Create, Get, Update, and delete tweets with interact with TWEET Table, and User table.
When trigger follower and notify we will interact with the FOLLOW table.
When favorite a tweet will interact with FAVORITE table
High-level design
A load balancer is place before all of the backend services, since our max tweets read per second can be very high, an API gateway is also place at the load balancer level because we need to authorization purpose such as if user able to perform some operation such as edit/delete tweets.
For "CRUD" operations with tweets, we will send them to database and cache.
For operations that notifyUsers will go to a pub/sub structure like kafka. And There will be workers that listen to the queue and sends notifications to people who followed the user.
Request flows
Compose/Update tweet: User sends tweet to the service, when service receive the tweet, it will add to the database and put it to queue. Workers in the background will fetch the tweet and find out followers from the FOLLOW table and notify the users.

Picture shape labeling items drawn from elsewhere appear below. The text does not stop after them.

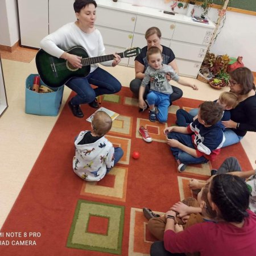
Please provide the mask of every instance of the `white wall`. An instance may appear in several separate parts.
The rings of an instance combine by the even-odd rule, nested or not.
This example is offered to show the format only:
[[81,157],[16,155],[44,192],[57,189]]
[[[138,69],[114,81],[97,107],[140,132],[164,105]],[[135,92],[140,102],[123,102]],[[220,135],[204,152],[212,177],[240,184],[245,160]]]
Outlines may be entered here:
[[0,44],[13,46],[19,40],[16,0],[0,0]]
[[[171,11],[170,5],[174,3],[170,1],[164,3],[164,0],[118,1],[168,11]],[[185,13],[185,10],[177,7],[174,11]],[[202,9],[196,6],[195,15],[200,15],[201,13]],[[212,8],[208,15],[210,19],[216,22],[218,19],[218,10]],[[242,56],[245,65],[256,72],[256,16],[228,11],[226,15],[224,26],[215,43],[212,45],[210,52],[216,55],[226,53],[230,57]]]

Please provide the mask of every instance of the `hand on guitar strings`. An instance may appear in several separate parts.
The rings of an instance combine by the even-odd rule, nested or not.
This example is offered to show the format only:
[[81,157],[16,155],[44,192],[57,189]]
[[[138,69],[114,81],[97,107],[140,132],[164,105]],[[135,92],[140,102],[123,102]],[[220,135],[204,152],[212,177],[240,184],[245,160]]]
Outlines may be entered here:
[[121,57],[118,54],[114,53],[114,60],[112,63],[112,67],[115,67],[121,61]]
[[68,61],[74,67],[81,68],[82,68],[82,63],[81,60],[82,57],[80,56],[75,55],[74,54],[70,54],[67,52],[64,56],[64,59],[68,60]]

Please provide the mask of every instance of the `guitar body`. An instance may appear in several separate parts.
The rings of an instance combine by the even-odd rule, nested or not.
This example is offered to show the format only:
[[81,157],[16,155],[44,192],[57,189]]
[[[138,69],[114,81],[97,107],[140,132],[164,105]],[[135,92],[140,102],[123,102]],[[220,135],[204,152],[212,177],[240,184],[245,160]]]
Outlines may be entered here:
[[[72,47],[67,52],[82,58],[88,57],[85,49],[79,46]],[[35,60],[41,79],[51,87],[60,87],[73,77],[85,77],[90,73],[90,65],[81,68],[74,68],[67,60],[54,57],[42,49],[36,53]]]
[[[137,56],[141,52],[141,49],[136,47],[117,54],[123,58]],[[54,57],[42,49],[36,53],[35,60],[38,73],[47,85],[60,87],[73,77],[85,77],[90,73],[91,64],[114,59],[113,54],[89,57],[85,49],[80,46],[74,46],[67,52],[82,57],[81,68],[74,68],[67,60]]]

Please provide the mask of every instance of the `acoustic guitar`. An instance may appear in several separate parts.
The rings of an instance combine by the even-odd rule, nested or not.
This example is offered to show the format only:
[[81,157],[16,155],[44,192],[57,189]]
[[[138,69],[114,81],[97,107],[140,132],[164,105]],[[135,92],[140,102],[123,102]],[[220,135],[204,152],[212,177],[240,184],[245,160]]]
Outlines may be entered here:
[[[141,49],[137,47],[117,54],[123,58],[137,56],[141,51]],[[39,49],[36,53],[35,60],[38,73],[47,85],[60,87],[73,77],[85,77],[90,73],[91,64],[114,59],[113,54],[89,57],[85,49],[80,46],[75,46],[67,52],[82,57],[81,68],[75,68],[67,60],[54,57],[43,49]]]

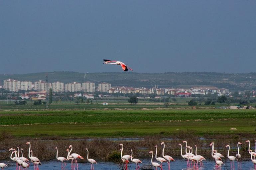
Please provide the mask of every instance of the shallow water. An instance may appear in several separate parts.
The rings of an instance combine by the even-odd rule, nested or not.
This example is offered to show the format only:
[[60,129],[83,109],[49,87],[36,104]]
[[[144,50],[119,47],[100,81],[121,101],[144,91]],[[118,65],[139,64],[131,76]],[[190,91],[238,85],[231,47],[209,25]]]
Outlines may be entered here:
[[[191,167],[188,167],[187,166],[186,161],[183,159],[175,159],[176,161],[171,163],[171,170],[195,170],[195,168]],[[140,165],[141,167],[143,166],[143,165],[151,165],[150,158],[149,157],[148,159],[142,159],[142,161],[143,162],[142,165]],[[154,160],[155,162],[155,161]],[[4,162],[8,165],[9,167],[6,168],[5,169],[8,170],[16,170],[16,164],[13,161],[1,161],[1,162]],[[53,160],[43,162],[42,165],[39,165],[40,169],[41,170],[71,170],[71,164],[69,162],[67,162],[66,166],[62,170],[61,168],[61,162]],[[232,167],[232,169],[230,168],[230,163],[229,161],[227,162],[224,162],[225,165],[222,166],[221,169],[222,170],[255,170],[253,164],[251,161],[246,161],[242,162],[242,168],[237,168],[237,162],[235,162],[235,168]],[[88,162],[84,163],[78,163],[78,170],[90,170],[91,168],[90,164]],[[129,170],[135,170],[136,165],[133,162],[128,164],[128,169]],[[30,169],[33,170],[34,168],[33,165],[31,165]],[[76,168],[76,170],[77,169]],[[95,170],[120,170],[120,168],[118,165],[111,162],[99,162],[98,164],[94,165],[94,169]],[[140,170],[143,170],[142,168]],[[158,170],[160,169],[158,168]],[[163,164],[163,170],[168,170],[168,165],[165,163]],[[199,166],[199,170],[217,170],[218,168],[215,167],[215,162],[213,160],[208,160],[204,162],[204,165],[201,166]]]

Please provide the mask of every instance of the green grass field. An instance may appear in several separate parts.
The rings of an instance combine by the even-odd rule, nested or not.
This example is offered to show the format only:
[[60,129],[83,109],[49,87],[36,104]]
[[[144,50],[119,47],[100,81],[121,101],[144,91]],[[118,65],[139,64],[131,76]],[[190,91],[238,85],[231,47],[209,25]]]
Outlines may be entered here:
[[256,134],[256,113],[217,109],[2,111],[0,131],[31,137],[168,136],[188,129],[202,136]]

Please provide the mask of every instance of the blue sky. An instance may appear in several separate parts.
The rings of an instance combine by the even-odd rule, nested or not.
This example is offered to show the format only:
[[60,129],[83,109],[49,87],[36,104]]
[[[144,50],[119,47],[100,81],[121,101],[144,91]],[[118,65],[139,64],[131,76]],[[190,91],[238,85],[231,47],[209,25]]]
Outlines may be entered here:
[[255,72],[256,1],[1,1],[0,74]]

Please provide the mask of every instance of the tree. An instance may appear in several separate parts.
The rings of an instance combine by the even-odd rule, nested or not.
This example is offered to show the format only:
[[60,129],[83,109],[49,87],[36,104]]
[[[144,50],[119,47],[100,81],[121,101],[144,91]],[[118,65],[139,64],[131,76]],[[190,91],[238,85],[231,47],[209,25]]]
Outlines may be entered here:
[[204,105],[210,105],[211,103],[211,99],[207,98],[207,100],[204,102]]
[[53,102],[53,89],[50,88],[49,90],[49,104]]
[[135,96],[130,97],[128,99],[128,102],[133,104],[138,103],[138,98]]
[[197,102],[194,100],[193,99],[189,101],[188,104],[189,106],[196,106],[197,105]]
[[224,103],[227,101],[227,99],[225,96],[222,95],[218,97],[217,102],[220,103]]

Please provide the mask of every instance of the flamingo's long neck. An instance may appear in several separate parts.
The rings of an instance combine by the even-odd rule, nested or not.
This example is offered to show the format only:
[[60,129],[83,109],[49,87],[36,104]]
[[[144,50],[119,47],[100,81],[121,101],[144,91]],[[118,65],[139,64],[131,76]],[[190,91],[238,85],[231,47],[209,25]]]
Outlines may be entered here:
[[153,153],[153,152],[152,152],[152,157],[151,157],[151,163],[153,163],[153,155],[154,155],[154,153]]
[[58,148],[56,148],[56,149],[57,150],[57,153],[56,154],[56,158],[57,158],[57,159],[58,159]]
[[157,158],[157,147],[156,147],[156,159]]
[[213,147],[212,147],[212,145],[211,145],[211,156],[213,156]]
[[132,161],[132,155],[131,155],[131,160]]
[[[13,160],[13,158],[12,158],[12,154],[13,154],[13,149],[12,151],[12,153],[11,154],[11,156],[10,157],[10,158],[11,158],[11,159],[12,160]],[[13,156],[14,157],[14,156]]]
[[122,145],[122,150],[121,150],[121,157],[123,157],[123,149],[124,149],[124,145]]
[[165,143],[164,143],[164,148],[163,149],[163,157],[165,157],[164,155],[164,151],[165,150]]
[[88,149],[87,149],[87,160],[89,160],[89,151],[88,151]]
[[187,150],[187,147],[188,146],[188,143],[187,143],[187,141],[186,141],[186,147],[185,147],[185,148],[186,148],[186,149],[185,149],[185,152],[186,153],[186,154],[188,154],[188,151]]
[[248,148],[248,151],[250,151],[250,145],[251,144],[251,142],[249,141],[249,147]]
[[31,145],[30,145],[30,143],[29,143],[29,158],[30,158],[30,146],[31,146]]
[[182,157],[183,157],[183,155],[182,154],[182,145],[181,145],[181,156]]
[[18,157],[20,158],[20,148],[18,148]]

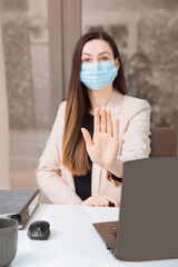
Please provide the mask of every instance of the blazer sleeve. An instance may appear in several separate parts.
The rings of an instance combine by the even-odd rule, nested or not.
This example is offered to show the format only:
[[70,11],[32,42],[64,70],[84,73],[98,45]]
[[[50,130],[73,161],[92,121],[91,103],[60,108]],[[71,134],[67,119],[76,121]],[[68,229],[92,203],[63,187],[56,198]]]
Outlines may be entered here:
[[39,188],[52,204],[76,204],[81,199],[61,176],[60,141],[65,118],[63,102],[60,105],[47,146],[36,171]]
[[122,135],[121,154],[118,157],[122,162],[149,157],[150,111],[150,105],[146,100],[139,100],[131,110],[127,130]]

Read tweet: User sends request to read a tweet, service will first check cache, if exists return tweet else return not found. Service will need to retrieve tweet from db if not found, and store result from db to cache.

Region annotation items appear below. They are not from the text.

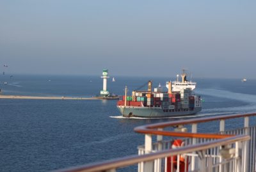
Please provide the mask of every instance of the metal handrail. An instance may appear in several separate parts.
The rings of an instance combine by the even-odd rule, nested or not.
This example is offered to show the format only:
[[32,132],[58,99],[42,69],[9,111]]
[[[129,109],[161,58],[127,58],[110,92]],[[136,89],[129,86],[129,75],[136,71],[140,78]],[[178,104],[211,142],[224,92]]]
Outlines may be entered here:
[[222,138],[211,142],[188,145],[184,147],[159,151],[156,153],[144,154],[141,155],[131,155],[122,158],[115,159],[102,162],[93,163],[85,166],[57,170],[58,172],[95,172],[105,171],[112,169],[125,167],[138,164],[141,162],[154,161],[156,159],[163,158],[187,152],[200,151],[212,148],[214,147],[226,145],[236,141],[244,141],[250,140],[249,136],[239,135],[227,138]]

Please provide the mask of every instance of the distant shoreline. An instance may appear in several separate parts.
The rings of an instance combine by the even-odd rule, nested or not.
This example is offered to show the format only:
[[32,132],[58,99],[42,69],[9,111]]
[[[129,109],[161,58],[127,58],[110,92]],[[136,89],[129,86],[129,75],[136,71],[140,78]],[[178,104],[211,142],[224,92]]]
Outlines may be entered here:
[[15,96],[15,95],[1,95],[0,99],[60,99],[60,100],[98,100],[98,99],[116,99],[109,97],[104,99],[99,97],[47,97],[47,96]]

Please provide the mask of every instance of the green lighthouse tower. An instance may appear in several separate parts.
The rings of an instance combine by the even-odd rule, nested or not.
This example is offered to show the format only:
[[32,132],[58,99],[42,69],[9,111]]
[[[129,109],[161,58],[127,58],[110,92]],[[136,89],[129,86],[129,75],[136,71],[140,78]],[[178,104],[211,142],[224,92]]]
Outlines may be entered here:
[[107,78],[109,78],[108,76],[108,70],[104,69],[102,72],[103,78],[103,90],[100,90],[100,96],[102,97],[108,97],[109,96],[109,92],[107,90]]

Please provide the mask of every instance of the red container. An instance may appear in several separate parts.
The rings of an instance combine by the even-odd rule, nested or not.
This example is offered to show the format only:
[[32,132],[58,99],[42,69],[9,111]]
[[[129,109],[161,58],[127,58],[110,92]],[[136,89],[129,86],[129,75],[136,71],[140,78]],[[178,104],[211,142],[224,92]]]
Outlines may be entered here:
[[[126,106],[130,106],[131,103],[132,101],[127,101]],[[118,101],[116,103],[117,106],[124,106],[125,101]]]
[[176,102],[176,99],[175,98],[172,98],[172,103],[175,103]]
[[161,97],[154,97],[154,101],[161,101]]

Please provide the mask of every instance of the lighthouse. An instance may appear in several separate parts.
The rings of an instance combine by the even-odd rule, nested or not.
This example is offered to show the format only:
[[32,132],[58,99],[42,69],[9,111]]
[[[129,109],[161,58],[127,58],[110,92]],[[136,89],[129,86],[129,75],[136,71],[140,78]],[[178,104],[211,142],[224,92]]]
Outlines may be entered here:
[[102,72],[102,76],[103,78],[103,90],[100,91],[100,96],[102,97],[108,97],[109,96],[109,92],[107,90],[107,78],[109,78],[108,75],[108,70],[104,69]]

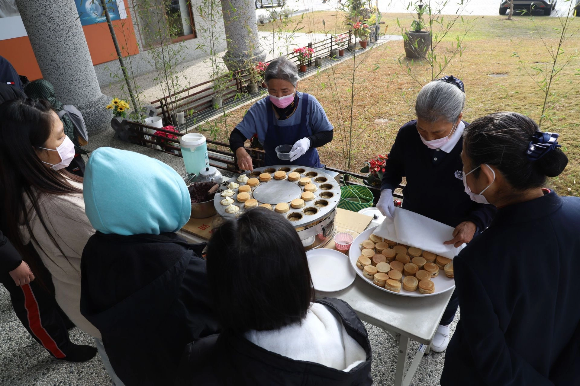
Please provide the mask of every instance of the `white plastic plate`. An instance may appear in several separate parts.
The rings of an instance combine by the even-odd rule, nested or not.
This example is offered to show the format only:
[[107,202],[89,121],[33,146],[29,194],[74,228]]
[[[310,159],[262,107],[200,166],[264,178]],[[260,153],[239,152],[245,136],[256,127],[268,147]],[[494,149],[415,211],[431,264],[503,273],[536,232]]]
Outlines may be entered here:
[[317,291],[340,291],[352,284],[357,277],[349,257],[338,250],[311,249],[306,252],[306,257],[312,283]]
[[[439,275],[438,275],[437,277],[433,278],[431,279],[435,285],[435,292],[433,293],[419,293],[418,290],[415,291],[407,291],[403,289],[403,287],[401,287],[400,292],[393,292],[393,291],[389,291],[386,288],[383,288],[374,284],[372,280],[364,277],[364,275],[362,274],[362,271],[357,267],[357,260],[358,260],[358,256],[361,256],[361,244],[365,240],[368,239],[368,238],[372,234],[372,231],[375,230],[375,228],[376,228],[376,227],[373,227],[372,228],[367,229],[362,232],[362,233],[358,235],[358,236],[354,239],[354,241],[353,242],[353,245],[350,246],[350,249],[349,251],[349,260],[350,260],[351,266],[354,270],[354,271],[357,272],[357,275],[362,278],[362,279],[367,282],[369,285],[371,285],[377,289],[382,290],[385,292],[392,293],[395,295],[412,296],[415,297],[421,296],[433,296],[433,295],[437,295],[437,294],[446,292],[447,291],[452,290],[455,287],[455,281],[446,276],[445,275],[445,273],[443,272],[443,270],[442,269],[439,270]],[[410,246],[413,246],[411,245]],[[405,275],[403,275],[403,278],[404,278],[404,277]]]

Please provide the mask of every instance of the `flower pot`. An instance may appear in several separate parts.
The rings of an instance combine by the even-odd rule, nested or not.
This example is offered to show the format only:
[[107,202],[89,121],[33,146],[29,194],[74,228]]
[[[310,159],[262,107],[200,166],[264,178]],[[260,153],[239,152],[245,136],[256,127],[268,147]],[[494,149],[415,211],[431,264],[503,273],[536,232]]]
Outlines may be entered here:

Delete: User sends delete request, the service will first delete record in cache if exists, and delete from db if exists. And delete from consumed queue
Detailed component design
Load balancer: perhaps a geo base strategy can be used here since user in the same geographic location tend to have similar interest.
API Gateway: In case of preventing user intentional behavior such as overwhelm services by sending lots requests we should have rate limitors. Perhaps 100 tweets per minute for read and 5 tweets per minute for write.
Service:
Service can used for CRUD operations for users and tweets. It will interact with cache, db and queue when needed. Service also have background workers where they contently listen to the queue to notify followers.
DB:
Since there will be handling at max 20,000 reads per second, we will need to have replicas of database in case cache does not have the tweets information. We can have a main-secondary approach for db. The main db will handle writes and propagate information to the secondary dbs.
Cache:
Distributed cache is needed here because we want our system to be scaled and favor scalability.
Queue:
Assuming we use a pub/sub-system like Kafka, it depends on the number of workers we have, and our partitions should not exceed the number of workers.
Trade offs/Tech choices
sql vs no sql DB, since we are storing structural data and we have cache to reduce traffic, SQL is picked here. We can do analysis easily.
Distribute redis can be use for cache
Reason to use distributed cache is that we can have concurrent reads that can increase performance. In terms of strategy, we can use LRU. Trade off compare to least frequent use is that sometimes people tend to read the same post from an older time, it will have higher count and tend not to disappear in cache, but LRU won't be able to handle. But least frequent use can sometimes take up spaces for awhile.
Queue:
Kafka can be use because of its resilience, scalability
Failure scenarios/bottlenecks
One of the bottle necks can come from redis when multiple items expire at the same time. It will suddenly cause high traffic to database.
Future improvements
Use both sql and no sql for db, SQL to write and no SQL for read.